Your other options, if things were in separate tables, would be to move validation into the application layer, or use triggers to ensure the data in the different form tables is valid on each insert / update.
Since the number of columns isn't outrageous, and you probably don't want to incur the complexity of dealing with triggers, I think one table with conditional CHECK
constraints is a valid solution.
This solution seems maintainable to me, and fairly easy to reason about, since all of the "rules" are in one place (one table, and the constraints applied to that one table).
Here I may be placing an emphasis on your words which you did not intend but I think it is a point worth making. You say "I would employ CHECK constraints to ensure that data was supplied for sets of fields." You cannot. No setting within the DBMS can affect what comes in from an up-stream system. In-coming data is what it is; complete or not, correct or not. The DBMS can choose to accept the data or reject it. That is all.
I understand that you would use DRAFT / PRODUCTION to allow for this. However that works both ways. PRODUCTION would prevent incomplete data from entering the system. Conversely incomplete data would prevent the row from being set to PRODUCTION. How desirable would that be?
Is there no value to your users in part-complete field sets? If, say, nine out of ten columns have values but the last is NULL is this row really worthless junk? Could you imagine a scenario where a deadline approaches, data is incomplete, but the senior manager still says "It's good enough - let's proceed with what we've got?" Is it useful in any circumstance for a clinician to know the patient has alcohol issues even if all the details aren't present?
You can't choose what comes in but you can choose what to consume and to pass on. It is possible to put in place a view that returns only rows that meet the strict data quality requirements. Indeed a set of views could be constructed - one for complete alcohol data only, one for complete drug data and so on. It is possible to make only these views accessible to consumers of the data and hide the underlying tables and incomplete rows.
My suggestion is to make the table permissive - accept any data that is provided and allow for missing data by making columns nullable. The number of columns you are considering is not excessive. There is no advantage to partitioning this table vertically.
Do not put constraints on the table. Do not have a state that changes from DRAFT to PRODUCTION. Instead define a number of views. One view will be called PRODUCTION (or whatever your naming convention dictates). In this view implement the predicates for what is "good" data.
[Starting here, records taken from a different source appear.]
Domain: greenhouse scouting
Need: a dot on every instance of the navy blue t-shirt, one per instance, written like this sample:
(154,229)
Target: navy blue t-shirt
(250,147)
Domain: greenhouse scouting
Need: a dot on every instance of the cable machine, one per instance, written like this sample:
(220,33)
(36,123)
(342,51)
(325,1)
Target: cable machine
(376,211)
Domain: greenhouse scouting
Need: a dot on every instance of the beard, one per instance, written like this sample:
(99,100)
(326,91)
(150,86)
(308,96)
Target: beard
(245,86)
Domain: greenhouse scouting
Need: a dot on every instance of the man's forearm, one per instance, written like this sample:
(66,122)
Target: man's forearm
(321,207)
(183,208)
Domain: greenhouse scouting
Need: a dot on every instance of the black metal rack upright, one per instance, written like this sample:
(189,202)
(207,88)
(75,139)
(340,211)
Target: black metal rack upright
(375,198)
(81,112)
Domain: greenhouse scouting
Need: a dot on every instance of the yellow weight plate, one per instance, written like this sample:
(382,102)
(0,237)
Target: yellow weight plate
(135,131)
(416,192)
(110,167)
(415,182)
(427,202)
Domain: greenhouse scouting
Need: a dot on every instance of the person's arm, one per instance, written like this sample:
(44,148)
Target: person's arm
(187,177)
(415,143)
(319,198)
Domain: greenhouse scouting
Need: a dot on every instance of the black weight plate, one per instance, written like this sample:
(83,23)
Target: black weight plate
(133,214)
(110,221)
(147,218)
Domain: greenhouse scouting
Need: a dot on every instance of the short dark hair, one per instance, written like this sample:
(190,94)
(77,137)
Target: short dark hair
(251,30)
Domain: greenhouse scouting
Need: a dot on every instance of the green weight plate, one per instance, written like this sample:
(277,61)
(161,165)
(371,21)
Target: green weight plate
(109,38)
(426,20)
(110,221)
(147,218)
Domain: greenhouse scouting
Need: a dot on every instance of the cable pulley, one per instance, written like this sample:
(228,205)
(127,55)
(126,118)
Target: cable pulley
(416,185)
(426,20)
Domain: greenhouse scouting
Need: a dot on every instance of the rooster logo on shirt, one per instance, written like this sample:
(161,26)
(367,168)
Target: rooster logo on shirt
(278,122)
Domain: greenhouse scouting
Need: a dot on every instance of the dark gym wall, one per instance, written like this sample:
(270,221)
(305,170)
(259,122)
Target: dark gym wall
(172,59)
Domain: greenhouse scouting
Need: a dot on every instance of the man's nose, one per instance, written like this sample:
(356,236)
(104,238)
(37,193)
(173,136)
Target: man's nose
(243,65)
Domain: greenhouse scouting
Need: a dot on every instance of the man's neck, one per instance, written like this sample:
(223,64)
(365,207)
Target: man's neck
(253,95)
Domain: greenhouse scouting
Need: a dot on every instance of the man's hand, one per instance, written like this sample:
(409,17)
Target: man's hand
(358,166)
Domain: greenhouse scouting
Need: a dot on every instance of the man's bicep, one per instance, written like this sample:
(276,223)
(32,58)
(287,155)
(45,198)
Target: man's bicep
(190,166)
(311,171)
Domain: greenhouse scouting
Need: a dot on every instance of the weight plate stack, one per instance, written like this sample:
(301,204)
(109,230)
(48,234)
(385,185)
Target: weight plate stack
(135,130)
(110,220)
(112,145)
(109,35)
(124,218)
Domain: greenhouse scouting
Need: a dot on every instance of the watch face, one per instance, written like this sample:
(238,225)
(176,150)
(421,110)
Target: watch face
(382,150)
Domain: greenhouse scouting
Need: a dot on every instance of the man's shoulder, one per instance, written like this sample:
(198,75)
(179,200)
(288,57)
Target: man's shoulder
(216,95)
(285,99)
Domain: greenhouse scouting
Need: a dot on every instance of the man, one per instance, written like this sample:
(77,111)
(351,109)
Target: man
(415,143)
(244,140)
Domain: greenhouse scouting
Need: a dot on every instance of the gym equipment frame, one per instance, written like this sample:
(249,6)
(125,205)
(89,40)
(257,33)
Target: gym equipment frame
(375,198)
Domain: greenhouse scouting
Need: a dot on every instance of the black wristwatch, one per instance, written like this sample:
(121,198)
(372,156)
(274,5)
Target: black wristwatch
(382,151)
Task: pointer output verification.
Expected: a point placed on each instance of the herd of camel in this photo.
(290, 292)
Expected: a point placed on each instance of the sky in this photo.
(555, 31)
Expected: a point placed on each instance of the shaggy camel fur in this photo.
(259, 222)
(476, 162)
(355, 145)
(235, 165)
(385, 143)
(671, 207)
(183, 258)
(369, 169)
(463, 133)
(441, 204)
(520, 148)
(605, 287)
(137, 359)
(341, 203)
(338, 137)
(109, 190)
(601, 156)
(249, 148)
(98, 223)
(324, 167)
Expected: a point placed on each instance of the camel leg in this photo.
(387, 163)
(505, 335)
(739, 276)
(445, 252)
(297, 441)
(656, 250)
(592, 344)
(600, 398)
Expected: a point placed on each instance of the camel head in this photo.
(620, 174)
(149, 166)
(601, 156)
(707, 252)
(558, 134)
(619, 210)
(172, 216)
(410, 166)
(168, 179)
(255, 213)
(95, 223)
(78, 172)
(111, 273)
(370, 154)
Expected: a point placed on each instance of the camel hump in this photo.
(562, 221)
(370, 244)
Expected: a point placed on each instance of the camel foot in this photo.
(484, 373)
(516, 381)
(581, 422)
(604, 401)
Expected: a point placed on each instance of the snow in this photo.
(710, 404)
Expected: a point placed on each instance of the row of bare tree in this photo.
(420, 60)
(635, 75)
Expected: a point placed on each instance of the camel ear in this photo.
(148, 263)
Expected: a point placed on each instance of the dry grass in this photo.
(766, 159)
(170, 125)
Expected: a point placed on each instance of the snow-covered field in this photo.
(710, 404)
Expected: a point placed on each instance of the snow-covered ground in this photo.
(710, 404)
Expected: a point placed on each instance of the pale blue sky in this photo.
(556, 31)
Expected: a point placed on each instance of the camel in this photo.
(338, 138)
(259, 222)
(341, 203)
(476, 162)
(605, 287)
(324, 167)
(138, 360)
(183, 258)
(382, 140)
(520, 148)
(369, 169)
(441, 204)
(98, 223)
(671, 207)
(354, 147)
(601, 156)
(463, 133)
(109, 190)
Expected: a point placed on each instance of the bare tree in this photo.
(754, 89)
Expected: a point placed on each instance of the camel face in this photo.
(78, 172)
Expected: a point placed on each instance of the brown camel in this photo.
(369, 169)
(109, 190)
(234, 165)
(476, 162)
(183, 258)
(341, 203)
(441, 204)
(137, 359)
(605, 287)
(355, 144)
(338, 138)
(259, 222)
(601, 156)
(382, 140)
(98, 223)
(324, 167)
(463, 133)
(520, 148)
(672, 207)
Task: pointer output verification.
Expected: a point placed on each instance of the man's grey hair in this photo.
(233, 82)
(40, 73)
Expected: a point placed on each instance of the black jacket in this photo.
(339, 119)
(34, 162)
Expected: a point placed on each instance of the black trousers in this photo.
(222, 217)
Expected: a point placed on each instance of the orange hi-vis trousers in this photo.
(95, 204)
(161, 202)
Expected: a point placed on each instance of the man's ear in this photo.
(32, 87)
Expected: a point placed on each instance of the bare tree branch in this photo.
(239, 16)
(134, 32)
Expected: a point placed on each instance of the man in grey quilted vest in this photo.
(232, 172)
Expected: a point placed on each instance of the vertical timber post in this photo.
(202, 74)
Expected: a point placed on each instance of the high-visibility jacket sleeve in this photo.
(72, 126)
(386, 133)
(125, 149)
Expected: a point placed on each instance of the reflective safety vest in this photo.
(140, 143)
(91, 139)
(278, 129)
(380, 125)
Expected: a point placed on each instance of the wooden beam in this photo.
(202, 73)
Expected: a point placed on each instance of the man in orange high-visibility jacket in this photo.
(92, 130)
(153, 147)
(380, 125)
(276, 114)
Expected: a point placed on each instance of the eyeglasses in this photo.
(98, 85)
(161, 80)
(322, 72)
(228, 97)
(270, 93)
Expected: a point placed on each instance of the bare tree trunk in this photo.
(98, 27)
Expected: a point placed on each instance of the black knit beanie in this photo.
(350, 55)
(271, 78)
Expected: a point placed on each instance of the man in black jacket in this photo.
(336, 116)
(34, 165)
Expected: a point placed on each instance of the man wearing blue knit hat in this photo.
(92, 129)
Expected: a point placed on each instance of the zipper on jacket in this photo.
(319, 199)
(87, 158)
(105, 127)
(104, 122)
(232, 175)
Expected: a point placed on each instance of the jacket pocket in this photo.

It will look something like
create view dbo.PRODUCTION as
select *
from dbo.patients
where (HasUsedAlcohol = 0
or
(HasUsedAlcohol = 1
and alcohol_column_a is not null
and alcohol_column_b is not null
..
and alcohol_column_h is not null
)
)
and (HasUsedDrugs = 0
or
(HasUsedDrugs = 1
and drug_column_a is not null
..
and drug_column_f is not null
)
)
With your proposed solution a row would have to move from draft to production. Perhaps a person would do this as data is typed. More likely a scheduled job would just look at all rows and flip those that meet the criteria, or a trigger would examine each update to the table. The job would have to contain the same logic as the constraint in order to find rows that can be flipped. Duplicate logic leads to maintenance errors. To remove a value the user would first have to reset the status to DRAFT. All this is more complexity with little benefit. Using view(s) will remove this overhead.
In terms of performance, constraints as you propose will have practically no impact on reads or writes. My view may have overhead depending on query patterns. Reads which are single-row access by patient key will be efficient (assuming an index on patient key). Scans which read all rows will be affected by the fraction of rows which meet the "production" criteria. With most meeting there will be a table scan in either design. With few meeting the view does not have a status column to filter rows and so must read all rows before rejecting the draft ones. This can be addressed by indexing the view. Range scans would likely benefit from the indexing, too.
One further caveat: if the queries are very complicated having the view at the base may be the last straw for the compiler so you get compilation time-outs and poor plans. This is unlikely, but worth mentioning.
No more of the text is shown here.